Le Kosovo et Métochie – province serbe sous occupation étrangère pour les uns, État indépendant autoproclamé pour les autres – a vu un regain de tensions interethniques ces derniers mois qui fait craindre un nouveau conflit armé en sol européen.
Pour tenter d’y voir clair, nous revenons sur l’histoire d’un peuplement atypique, résultant de déplacements artificiels de populations et d’ingérences étrangères.
Des déplacements artificiels de populationsPeuplée exclusivement de Serbes avant le XIVe siècle, la région a connu un tournant décisif avec et la défaite de Kosovo Polje en 1389 (1) et l’invasion ottomane qui lui succède. Dans le but de soumettre la région, les vainqueurs turcs envoient des Albanais – les voisins non-slaves fraîchement conquis et convertis à l’Islam – peupler le Kosovo. De cette implantation stratégique, qui ne débute vraiment qu’au XVIIe siècle, s’explique la présence albanaise en Serbie.
Deux siècles plus tard, ces derniers ne représentent cependant encore qu’un tiers de la population locale. C’est très récemment, au cours du XXe siècle, que les Albanais deviennent majoritaires, du fait de trois facteurs : la natalité plus élevée des musulmans albanais ; les déplacements massifs de population voulus par le dictateur Tito, soucieux de briser l’homogénéité ethnique des différents peuples yougoslaves ; l’immigration clandestine d’Albanais fuyant le régime communiste d’Enver Hoxha ou attirés par la région plus riche.
Si la présence albanaise au Kosovo remonte donc au Moyen-Age (ils sont 2% de la population, à l’arrivée de l’Empire ottoman2), il aura fallu moins de 70 ans pour qu’ils y deviennent démographiquement majoritaires.
En considérant les peuples comme des pions sans attaches, sans culture enracinée et en voulant nier leurs différences, on a créé la fameuse poudrière balkanique : une mosaïque de populations et de religions sur un espace géographiquement restreint, en proie à une instabilité chronique.
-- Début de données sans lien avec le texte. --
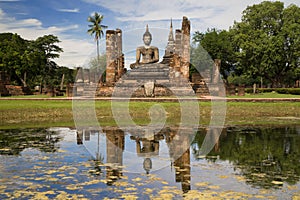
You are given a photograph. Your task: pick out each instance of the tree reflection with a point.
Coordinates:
(267, 157)
(12, 142)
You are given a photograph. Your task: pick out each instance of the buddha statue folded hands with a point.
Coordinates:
(149, 53)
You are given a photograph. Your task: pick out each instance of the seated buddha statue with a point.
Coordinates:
(149, 53)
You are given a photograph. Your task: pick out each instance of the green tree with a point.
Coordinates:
(219, 45)
(48, 49)
(12, 49)
(96, 28)
(268, 41)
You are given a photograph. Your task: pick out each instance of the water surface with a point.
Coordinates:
(246, 162)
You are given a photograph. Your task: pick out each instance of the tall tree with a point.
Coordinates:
(268, 41)
(219, 45)
(48, 49)
(96, 28)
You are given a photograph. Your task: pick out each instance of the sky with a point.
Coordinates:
(67, 19)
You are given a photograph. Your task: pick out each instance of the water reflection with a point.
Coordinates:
(244, 159)
(15, 141)
(267, 157)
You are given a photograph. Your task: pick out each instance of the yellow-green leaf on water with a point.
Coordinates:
(277, 182)
(148, 191)
(131, 189)
(136, 179)
(296, 197)
(214, 187)
(202, 184)
(129, 197)
(292, 187)
(223, 176)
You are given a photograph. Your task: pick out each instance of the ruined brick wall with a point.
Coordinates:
(185, 29)
(181, 59)
(114, 56)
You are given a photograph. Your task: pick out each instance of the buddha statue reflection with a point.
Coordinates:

En un siècle, une multitude de conflits se succèdent : deux guerres balkaniques, deux guerres mondiales, une guerre yougoslave.
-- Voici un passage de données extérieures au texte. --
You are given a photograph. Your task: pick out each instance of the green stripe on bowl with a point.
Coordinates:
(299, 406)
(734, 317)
À la dissolution de la Yougoslavie, cette dernière ayant étouffé les particularismes d’une main de fer, les passions nationalistes se déchaînent et débouchent sur des massacres intercommunautaires, commis dans tous les camps. (Ce que masque la propagande occidentale, focalisée sur les seules exactions slaves, diabolisant les Serbes pour servir ses intérêts.)
En 1999, l’OTAN bombarde pendant deux mois la Serbie pour la forcer à reconnaître la demande d’indépendance du Kosovo de la part des Kosovars d’ethnie albanaise.
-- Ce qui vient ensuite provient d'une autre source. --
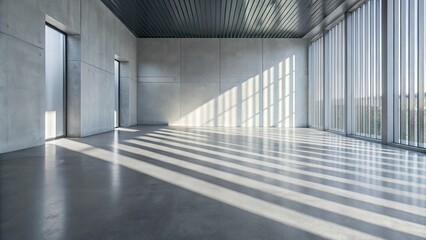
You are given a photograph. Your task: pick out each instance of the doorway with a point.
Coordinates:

La population serbe qui y vit encore, réduite à une peau de chagrin, subit depuis une politique de purification ethnique. Entre 200.000 et 300.000 Serbes ont dû abandonner leurs terres. En 2004, des pogroms chassent les autochtones de leur maison. Des Albanais s’y installent et les occupent abusivement (3) encore aujourd’hui. Cette chasse au Serbe se produit devant 20.000 soldats des forces militaires internationales. Pendant que des églises et des monastères sont détruits (la région compte la plus grande concentration de sites sacrés chrétiens des Balkans), 800 mosquées sont peu à peu érigées grâce à la générosité financière de l’Arabie Saoudite ou de la Turquie (4).Les Serbes autochtones sont majoritaires dans le nord du Kosovo ; au sud du fleuve Ibar, ils survivent dans des enclaves, véritables prisons à ciel ouvert. Exclus de la vie sociale, économique et politique du nouvel État, ils sont l’objet de persécutions récurrentes.
Autoproclamée le 17 février 2008, l’indépendance du Kosovo aggrave encore leur sort. Cette dernière s’inscrit dans la stratégie américaine d’encerclement de la Russie par la mise en place de régimes pro-américains dans sa sphère d’influence. Le nouvel État du Kosovo, musulman, notoirement narcotrafiquant et gangrené de corruption est ainsi source de divisions et d’instabilité au sein de l’Europe, l’objectif de Washington étant d’empêcher l’émergence d’une puissance européenne qui viendrait contester son hégémonie mondiale.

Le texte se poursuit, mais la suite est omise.